Europe Fastest-Warming Continent: 0.56C Per Decade, 2025 Report Finds
Europe is the fastest-warming continent, heating at 0.56C per decade, double the global average, according to the 2025 European State of the Climate Report. The continent experienced record temperatures, widespread droughts, glacier melt, and marine heatwaves. Renewables supplied nearly half of Europe’s electricity, showing progress in mitigation efforts.
Europe is warming at 0.56C per decade over the past 30 years, more than twice the global average of 0.27C, making it the fastest-warming continent, according to the European State of the Climate Report for 2025, jointly published by ECMWF and the World Meteorological Organisation.
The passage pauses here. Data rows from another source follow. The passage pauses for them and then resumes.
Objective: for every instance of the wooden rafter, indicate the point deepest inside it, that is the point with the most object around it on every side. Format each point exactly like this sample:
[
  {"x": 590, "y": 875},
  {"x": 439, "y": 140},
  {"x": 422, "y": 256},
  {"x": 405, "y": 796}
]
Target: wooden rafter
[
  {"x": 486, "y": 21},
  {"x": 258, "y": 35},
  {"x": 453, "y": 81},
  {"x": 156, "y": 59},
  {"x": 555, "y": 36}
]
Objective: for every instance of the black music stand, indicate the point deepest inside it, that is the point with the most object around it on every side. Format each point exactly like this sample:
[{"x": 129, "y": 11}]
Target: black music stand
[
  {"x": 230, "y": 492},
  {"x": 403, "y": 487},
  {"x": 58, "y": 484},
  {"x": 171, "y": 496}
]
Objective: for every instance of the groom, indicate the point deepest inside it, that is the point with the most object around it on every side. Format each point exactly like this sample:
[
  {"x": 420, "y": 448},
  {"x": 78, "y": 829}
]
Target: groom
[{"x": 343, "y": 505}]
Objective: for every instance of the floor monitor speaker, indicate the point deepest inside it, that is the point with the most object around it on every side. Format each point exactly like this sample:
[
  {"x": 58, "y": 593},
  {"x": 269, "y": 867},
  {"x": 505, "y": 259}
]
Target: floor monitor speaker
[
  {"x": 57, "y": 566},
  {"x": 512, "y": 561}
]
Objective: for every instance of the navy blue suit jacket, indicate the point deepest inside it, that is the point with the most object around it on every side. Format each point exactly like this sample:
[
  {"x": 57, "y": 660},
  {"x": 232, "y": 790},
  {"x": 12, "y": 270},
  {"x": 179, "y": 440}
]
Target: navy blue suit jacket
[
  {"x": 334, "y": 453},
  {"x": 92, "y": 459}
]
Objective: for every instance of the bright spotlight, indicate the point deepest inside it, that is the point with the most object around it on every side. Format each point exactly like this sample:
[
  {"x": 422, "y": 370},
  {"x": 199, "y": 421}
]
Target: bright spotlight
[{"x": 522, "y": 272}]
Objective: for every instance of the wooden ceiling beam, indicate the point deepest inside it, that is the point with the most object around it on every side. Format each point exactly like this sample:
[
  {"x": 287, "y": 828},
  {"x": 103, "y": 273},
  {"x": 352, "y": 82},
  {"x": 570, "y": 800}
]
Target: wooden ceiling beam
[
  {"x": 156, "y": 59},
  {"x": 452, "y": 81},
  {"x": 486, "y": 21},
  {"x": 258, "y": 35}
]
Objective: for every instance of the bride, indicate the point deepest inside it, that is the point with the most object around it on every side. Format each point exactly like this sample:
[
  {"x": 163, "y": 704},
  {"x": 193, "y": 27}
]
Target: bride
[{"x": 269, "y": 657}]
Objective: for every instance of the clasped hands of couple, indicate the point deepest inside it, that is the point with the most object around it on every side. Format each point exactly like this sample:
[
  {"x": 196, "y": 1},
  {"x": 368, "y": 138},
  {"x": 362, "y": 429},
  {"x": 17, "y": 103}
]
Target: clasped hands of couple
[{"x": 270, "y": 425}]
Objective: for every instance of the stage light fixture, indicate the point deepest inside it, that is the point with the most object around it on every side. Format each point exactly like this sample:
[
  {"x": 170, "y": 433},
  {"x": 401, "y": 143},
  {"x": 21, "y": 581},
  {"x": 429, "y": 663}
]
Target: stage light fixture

Only the Arctic warms faster at 0.75C per decade.
In 2025, at least 95% of Europe experienced above-average temperatures, with northern countries recording their warmest or second-warmest year. A three-week heatwave saw temperatures exceed 30C in sub-Arctic Fennoscandia, and Europe had its second most severe heatwave on record. This rapid warming is attributed to atmospheric circulation shifts, increased solar radiation, cleaner air, shrinking snow cover, and Europe's geography near the Arctic.
Glaciers across Europe lost mass, with Iceland severely affected. Snow cover was 31% below average in March, and the Greenland Ice Sheet lost 139 billion tonnes of ice. European annual sea surface temperatures reached record highs, and 86% of European seas experienced strong marine heatwaves. The Mediterranean's Posidonia Oceanica seagrass declined by 34% over 50 years.
2025 was one of the three driest years for soil moisture since 1992, with 35% of Europe in extreme agricultural drought in May. 70% of European rivers had below-average annual flows. Wildfires burned over one million hectares, a record, with severe outbreaks in the Iberian Peninsula and record emissions in several countries. Positively, renewables supplied 46.4% of Europe’s electricity in 2025, with solar reaching a record 12.5% share, while fossil fuels continued to decline.